Leclanché S.A.
- Company type: Private
- ISIN: CH0110303119
- Founded: 1909; 117 years ago
- Headquarters: Yverdon-les-Bains, Switzerland
- Key people: Pierre Blanc (CEO), Alexander Rhea (Chairman),
- Products: Lithium-ion cells for large industrial e-mobility applications and energy storage solutions
- Revenue: CHF20M (2022)
- Operating income: CHF85M (2022)
- Number of employees: 357 (2023)
- Website: www.leclanche.com

= Leclanché =

Leclanché is a Swiss lithium-ion cells and related technologies manufacturer founded in 1909. It currently employs over 350 staff and is listed on the SIX Swiss Exchange (ticker symbol "LECN"). The company has its headquarters in Yverdon-les-Bains, Switzerland and production facilities in Willstätt in the state of Baden-Württemberg, Germany. Leclanché is the only listed pure play energy storage company in the world.
== History ==
Leclanché was founded in 1909 in Yverdon-les-Bains in the Swiss canton of Vaud. The company is named after the Leclanché cell invented and patented by the French scientist Georges Leclanché in 1866. Through the integration of a spin-off from the German research organization Fraunhofer-Gesellschaft in 2006, the company pivoted from a traditional battery manufacturer to become a developer and manufacturer of lithium-ion cells.

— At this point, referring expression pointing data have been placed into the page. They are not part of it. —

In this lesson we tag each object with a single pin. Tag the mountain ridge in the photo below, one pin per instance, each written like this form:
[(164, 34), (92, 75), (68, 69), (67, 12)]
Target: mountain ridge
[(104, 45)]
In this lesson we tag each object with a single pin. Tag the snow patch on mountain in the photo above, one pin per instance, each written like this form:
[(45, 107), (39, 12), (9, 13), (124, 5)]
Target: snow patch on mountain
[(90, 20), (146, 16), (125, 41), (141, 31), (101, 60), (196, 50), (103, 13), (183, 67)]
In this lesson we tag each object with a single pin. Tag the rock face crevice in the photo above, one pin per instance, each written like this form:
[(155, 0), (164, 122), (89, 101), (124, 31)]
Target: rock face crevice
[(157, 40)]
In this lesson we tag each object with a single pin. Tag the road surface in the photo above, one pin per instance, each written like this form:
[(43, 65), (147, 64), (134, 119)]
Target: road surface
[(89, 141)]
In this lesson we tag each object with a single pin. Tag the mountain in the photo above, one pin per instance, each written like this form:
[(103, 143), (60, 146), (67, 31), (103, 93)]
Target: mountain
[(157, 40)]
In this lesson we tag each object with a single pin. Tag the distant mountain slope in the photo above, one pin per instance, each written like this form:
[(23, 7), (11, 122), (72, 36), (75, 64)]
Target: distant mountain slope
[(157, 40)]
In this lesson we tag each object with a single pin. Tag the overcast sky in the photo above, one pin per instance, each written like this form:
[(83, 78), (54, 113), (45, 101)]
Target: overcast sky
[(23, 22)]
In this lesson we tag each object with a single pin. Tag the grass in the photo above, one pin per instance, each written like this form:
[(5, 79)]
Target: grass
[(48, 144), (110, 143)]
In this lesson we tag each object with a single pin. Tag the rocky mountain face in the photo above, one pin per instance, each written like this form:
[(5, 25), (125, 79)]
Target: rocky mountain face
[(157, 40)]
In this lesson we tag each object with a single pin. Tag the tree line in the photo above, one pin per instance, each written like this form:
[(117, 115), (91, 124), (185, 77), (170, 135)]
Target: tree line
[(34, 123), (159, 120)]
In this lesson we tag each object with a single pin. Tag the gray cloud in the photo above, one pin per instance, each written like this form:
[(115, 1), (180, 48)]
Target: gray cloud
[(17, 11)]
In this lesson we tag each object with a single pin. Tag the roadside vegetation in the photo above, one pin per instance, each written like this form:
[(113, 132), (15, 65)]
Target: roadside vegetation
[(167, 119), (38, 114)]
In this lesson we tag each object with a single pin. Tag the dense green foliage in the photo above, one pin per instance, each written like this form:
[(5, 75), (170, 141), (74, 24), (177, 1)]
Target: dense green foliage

In 2017, the company announced a trial to install energy storage batteries at sites owned by Dutch charging station operator Fastned.

Since 2020, the company has been quite active in the production of heavy duty industrial battery packs for usage in rail, marine and heavy-duty ground vehicles applications.

As of 2021, Leclanché was producing about 400,000 cells (pouch/flat cells) per year.

== Technology ==
Through a licensed ceramic separator technology and focus on lithium–titanate technology, Leclanché manufactures large-format lithium-ion cells. At the end of the second quarter 2012, Leclanché started operations of its first production line with an installed annual capacity of up to 76 MWh in lithium titanate cells.